Same-store sales rose 5.8% in January, beating our projected 5% increase. Despite a tough year-ago 8.0% rise, Target sees same-store sales up 4% to 6% in February, compared with the 2.5% we had forecast. Given favorable sales trend and outlook, we are raising our fiscal 2006 (ending January) revenue target to $51.8 billion from $51.4 billion. But after factoring out 2 cents to 3 cents in projected annual option expense, our fiscal 2005 and fiscal 2006 estimates are unchanged at $2.22 and $2.60. Even so, we are raising our 12-month target price by $5, to $55, based on our updated discounted-cash-flow and p-e analyses.

Corning (GLW): Maintains 3 STARS (hold)

Analyst: Ari Bensinger

At its annual investor meeting, Corning confirms first-quarter guidance for sales of $980 million to $1.03 billion and earnings per share of 11 cents to 13 cents. It expects liquid crystal display glass market (30% of sales) to grow 40% to 60% in 2005, aided by increased penetration of LCD televisions. It also sees solid growth in telecom market (40% of sales) from accelerated fiber-to-home deployments by big carriers Verizon, SBC Communications, and BellSouth. Corning also expects the diesel emissions control market (15%) to improve after 2006, driven by tighter U.S. regulatory requirements.

Icos Corp. (ICOS): Reiterates 5 STARS (strong buy)

Analyst: Frank DiLorenzo, CFA

Icos posted a fourth-quarter loss per share of 53 cents, vs. a 5-cent loss, a penny narrower than our estimate. Global Cialis sales were $552.3 million, as previously reported. Icos sees global sales at $775 million to $850 million for 2005. We forecast 2005 Cialis sales at $824 million, up from our prior $796 million view. Data for Phase II trial of Cialis to treat enlarged prostate expected by year-end 2005. We estimate a 2005 loss per share of $1.07 (up from $1.04 loss) and earnings per share of 28 cents for 2006 (up from 24).
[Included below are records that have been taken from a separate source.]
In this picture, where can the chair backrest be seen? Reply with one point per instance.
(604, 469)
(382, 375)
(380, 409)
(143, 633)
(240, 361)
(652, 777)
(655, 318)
On our net present value analysis, which assumes peak North American/EU Cialis sales of $1.5 billion by 2012, our target price remains $35.

Maxtor Corp. (MXO): Downgrades to 2 STARS (sell) from 3 STARS (hold)

Analyst: Richard Stice, CFA

Maxtor posted a fourth-quarter operating loss per share of 28 cents, vs. earnings per share of 15 cents, 7 cents wider than our estimate. Revenue declined 12%. The company sees a relatively stable inventory and pricing during first-quarter. As a result, Maxtor guides first-quarter revenue and loss per share to be better than our forecast. However, we remain concerned with Maxtor's competitive position, product depth, and recent management turnover. As a result, we are widening our 2005 loss per share estimate to 34 cents from 8 cents. Our new 12-month target price of $4, lowered from $6, is based on updated discounted-cash-flow and relative analyses.